Worrying that you’ve already said the wrong thing? Yep. I live in a
world where people mostly agree. And when we don’t, everyone is
very nice about it. When you begin to see terrible inequities and
racism in the fabric of your reality and it feels like you are the
only one seeing it, yes, you could say it’s uncomfortable, though
that’s a bit of an understatement. But even in my shifted world
view, I’m expected to carry on as though nothing’s changed, have
polite and thoughtful conversations, be nice about it, even when I
want everyone to be jumping up and down with urgency for the change
needed. At POCC, one of the best sessions I went to was about how
white children are racially socialized. I forget the prompting
statement, but a black man stood up and said something to the
effect of, “I’m tired of our kids having to suffer just so you
[white people] can keep figuring out how to cope with race!” This
really made an impression on me. It IS my responsibility NOW to be
racially competent. 3) Speak your truth. I have two thoughts on
this. I am grateful for the many people I have around me who are
always willing to engage with me. Second, I think I don’t always
recognize who is and who isn’t ready and able to. I tend to drop
small bombs in informal conversations with statements about how
uninclusive something is or the lack of diversity in children’s
books, for example. It might catch the other person off guard,
which is maybe why I do it, but I need to find more constructive
ways of engaging with others on this topic. 4) Expect and accept a
lack of closure. One of my beliefs that was shattered (in a good
way, though tough at the time) at POCC, is that the sheltered
environment of an independent school, where people are nice and
teachers are thoughtful and the harsh reality of the world is kept
away, is a good thing. Actually, it’s just a magnification of white
privilege. Yikes. I love the school I grew up at and the two
institutions at which I have taught, and never would I have thought
that what we were doing was actually worse than the real world!

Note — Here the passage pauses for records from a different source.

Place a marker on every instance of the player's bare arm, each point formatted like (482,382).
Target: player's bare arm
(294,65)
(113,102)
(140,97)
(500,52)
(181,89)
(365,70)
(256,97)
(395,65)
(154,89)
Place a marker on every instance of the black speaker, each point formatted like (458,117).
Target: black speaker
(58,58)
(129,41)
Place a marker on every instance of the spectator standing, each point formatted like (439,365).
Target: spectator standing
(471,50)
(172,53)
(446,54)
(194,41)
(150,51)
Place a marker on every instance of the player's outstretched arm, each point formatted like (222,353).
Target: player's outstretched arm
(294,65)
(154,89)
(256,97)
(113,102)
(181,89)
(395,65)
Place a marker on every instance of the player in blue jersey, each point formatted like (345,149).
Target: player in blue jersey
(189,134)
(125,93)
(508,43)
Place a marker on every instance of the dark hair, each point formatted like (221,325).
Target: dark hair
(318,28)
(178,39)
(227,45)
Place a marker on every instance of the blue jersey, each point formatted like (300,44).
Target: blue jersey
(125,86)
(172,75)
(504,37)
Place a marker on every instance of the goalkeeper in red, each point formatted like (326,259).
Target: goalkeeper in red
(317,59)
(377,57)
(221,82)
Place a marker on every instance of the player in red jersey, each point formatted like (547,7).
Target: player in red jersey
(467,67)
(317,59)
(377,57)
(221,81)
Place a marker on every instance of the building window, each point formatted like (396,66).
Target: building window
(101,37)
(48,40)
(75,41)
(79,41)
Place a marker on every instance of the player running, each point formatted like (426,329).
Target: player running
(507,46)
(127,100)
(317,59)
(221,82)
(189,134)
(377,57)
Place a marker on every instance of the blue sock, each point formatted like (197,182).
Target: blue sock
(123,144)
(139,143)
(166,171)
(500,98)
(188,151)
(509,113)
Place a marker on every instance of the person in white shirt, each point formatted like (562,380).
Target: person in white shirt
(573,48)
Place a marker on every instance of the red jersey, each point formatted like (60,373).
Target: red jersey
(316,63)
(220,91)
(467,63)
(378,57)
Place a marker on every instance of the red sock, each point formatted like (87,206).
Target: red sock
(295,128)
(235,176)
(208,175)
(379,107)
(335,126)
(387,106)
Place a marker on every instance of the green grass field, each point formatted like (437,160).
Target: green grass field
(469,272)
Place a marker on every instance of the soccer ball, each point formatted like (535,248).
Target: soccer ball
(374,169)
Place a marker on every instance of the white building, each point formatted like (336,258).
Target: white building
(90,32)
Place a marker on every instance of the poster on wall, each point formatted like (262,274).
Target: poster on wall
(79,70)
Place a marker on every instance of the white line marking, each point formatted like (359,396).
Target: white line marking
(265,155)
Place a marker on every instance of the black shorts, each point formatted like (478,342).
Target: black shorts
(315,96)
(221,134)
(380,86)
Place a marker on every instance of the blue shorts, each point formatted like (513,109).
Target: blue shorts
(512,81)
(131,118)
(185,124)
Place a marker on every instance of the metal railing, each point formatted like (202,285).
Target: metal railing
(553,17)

Unpacking white privilege as it relates to independent schools is
an essential next step in my commitment to education and to who I
am as a person. I worry about sharing these thoughts publicly. In a
time when everything written can come back to haunt, I fear these
words will get taken out of context or that when I’ve gone further
down this journey, I’ll look back and judge my naïveté. But I will
be courageous and speak my truth and be gentle with myself, as I
would with others and hope they would with me. Thank you for
reading and being on this journey with me.